Voltei a falar no Bob Esponja.
-Ele me disse que pega no táxi cedinho...
E completei:
-É verdade porque quase sempre o vejo quando desço a Van Gogh às 6h da manhã.
-Começa cedo mesmo. - confirmou.
-Disse-me que, por volta do meio-dia, vai para casa, faz a sesta, e volta para trabalhar a tarde.
Percebendo que o taxista estava atento, prossegui com minha prosa.
-Eu tenho um cunhado que possui um táxi, guia pela Cooparioca. Está com 67 anos e dirige há uns 40. Atualmente, ele começa às 3h 30min da manhã e larga entre 10h 30min e 11h.

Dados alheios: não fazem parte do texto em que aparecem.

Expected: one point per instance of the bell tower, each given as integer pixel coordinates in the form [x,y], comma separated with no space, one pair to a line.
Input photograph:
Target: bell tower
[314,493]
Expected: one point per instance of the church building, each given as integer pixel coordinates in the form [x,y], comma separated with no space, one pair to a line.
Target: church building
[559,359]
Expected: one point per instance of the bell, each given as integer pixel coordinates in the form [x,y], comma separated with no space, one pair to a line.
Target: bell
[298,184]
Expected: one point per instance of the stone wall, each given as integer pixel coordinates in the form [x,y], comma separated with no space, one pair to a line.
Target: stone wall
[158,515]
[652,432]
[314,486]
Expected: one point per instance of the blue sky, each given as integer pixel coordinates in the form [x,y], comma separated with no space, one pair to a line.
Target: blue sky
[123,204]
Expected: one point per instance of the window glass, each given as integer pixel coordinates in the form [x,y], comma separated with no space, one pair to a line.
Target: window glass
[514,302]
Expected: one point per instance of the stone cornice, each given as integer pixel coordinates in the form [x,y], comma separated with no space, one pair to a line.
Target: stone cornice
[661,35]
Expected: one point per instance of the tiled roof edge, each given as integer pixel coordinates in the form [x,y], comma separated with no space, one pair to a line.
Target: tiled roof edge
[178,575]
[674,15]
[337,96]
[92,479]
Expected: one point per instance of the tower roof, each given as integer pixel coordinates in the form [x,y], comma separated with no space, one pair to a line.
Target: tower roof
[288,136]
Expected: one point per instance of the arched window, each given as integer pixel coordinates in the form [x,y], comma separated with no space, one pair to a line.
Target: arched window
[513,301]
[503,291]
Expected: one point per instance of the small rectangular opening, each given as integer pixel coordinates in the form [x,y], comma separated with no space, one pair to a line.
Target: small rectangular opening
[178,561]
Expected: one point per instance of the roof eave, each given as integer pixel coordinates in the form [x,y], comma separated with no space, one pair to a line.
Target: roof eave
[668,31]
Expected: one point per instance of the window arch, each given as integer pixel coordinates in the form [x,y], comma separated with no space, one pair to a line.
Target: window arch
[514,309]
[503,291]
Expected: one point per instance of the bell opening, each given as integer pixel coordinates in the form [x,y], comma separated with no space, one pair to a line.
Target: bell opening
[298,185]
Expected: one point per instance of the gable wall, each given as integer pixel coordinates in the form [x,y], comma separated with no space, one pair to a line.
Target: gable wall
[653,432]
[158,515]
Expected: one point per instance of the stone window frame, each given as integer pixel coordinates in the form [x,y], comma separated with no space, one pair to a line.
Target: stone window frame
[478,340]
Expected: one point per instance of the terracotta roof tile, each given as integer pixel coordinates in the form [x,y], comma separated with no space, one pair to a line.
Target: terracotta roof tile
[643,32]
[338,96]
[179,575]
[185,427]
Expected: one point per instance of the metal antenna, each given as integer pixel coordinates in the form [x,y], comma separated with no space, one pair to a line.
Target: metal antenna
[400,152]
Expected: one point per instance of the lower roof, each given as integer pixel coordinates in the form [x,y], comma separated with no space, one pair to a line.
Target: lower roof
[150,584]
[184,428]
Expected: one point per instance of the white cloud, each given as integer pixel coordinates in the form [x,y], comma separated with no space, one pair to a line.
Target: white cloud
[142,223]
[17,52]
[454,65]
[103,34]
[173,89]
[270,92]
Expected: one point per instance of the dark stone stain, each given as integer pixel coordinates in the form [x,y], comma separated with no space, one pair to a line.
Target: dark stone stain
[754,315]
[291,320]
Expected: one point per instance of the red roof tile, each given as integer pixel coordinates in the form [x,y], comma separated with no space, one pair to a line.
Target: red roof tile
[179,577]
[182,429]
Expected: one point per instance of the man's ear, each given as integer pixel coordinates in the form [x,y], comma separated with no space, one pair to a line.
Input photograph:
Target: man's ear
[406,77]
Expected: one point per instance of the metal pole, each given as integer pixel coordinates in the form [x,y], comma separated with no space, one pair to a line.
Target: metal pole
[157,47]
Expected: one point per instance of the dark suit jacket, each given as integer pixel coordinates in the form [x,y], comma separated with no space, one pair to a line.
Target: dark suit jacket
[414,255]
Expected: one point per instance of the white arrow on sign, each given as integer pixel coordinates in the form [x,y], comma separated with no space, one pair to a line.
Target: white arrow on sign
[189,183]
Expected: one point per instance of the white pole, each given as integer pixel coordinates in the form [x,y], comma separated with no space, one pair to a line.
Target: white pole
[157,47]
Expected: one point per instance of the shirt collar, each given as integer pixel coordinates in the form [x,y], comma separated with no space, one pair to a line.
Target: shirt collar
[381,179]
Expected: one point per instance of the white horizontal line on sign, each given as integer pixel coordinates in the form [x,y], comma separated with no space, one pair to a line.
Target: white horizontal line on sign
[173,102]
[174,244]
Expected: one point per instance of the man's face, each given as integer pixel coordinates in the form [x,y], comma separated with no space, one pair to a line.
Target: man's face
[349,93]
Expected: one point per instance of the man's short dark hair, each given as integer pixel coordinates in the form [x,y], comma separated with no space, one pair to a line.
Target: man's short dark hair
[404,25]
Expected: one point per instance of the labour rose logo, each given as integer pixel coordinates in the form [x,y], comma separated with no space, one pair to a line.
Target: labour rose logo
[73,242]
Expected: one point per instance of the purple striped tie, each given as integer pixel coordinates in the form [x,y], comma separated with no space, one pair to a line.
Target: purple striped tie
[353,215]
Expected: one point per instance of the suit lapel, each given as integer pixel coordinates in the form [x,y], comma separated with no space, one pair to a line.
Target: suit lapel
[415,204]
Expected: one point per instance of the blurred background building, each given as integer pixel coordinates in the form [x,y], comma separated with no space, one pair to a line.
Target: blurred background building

-Muitas vezes se pega boas corridas nesse período. - aparteou.
-Ele me disse que o taxista faz a sesta para, depois, retornar à praça, mas não consegue descansar, porque não se desliga do trabalho que prosseguirá à tarde.
-É verdade; você fica com aquilo na cabeça, que tem de apanhar mais passageiros de tarde, que não descansa. - concordou.
-O Bob Esponja, pela experiência do meu cunhado, deveria procurar outra coisa para descansar o cérebro, não uma dormidinha depois do almoço.
Agora, era ele que falava, e eu ouvia, atento.
-Estou na praça há vinte anos. Em casa, eu via o táxi na garagem e ficava agoniado para sair pegando passageiros.  Muitas vezes, era hora de eu descansar, mas logo me vinha a imagem do táxi lá na garagem.
Era um obcecado por trabalho, o que me deixou abismado, pois a sua fala era tranquila e a sua gesticulação era quase nenhuma. Aumentou, então, o meu interesse pelo seu discurso.
-Arrumei um motorista para rodar na hora que eu paro com o táxi, e, assim, não vejo o carro na garagem, esqueço a praça e relaxo.
De repente, ele já dobrava a esquina das avenidas Presidente Vargas e Rio Branco. Embora ele não tivesse acelerado, a corrida foi muito rápida.
-Vai ficar onde?
-Vou ficar entre a Sete de Setembro e a Assembleia, no lado esquerdo.
Saltei no lugar indicado e nos despedimos com um até outro dia.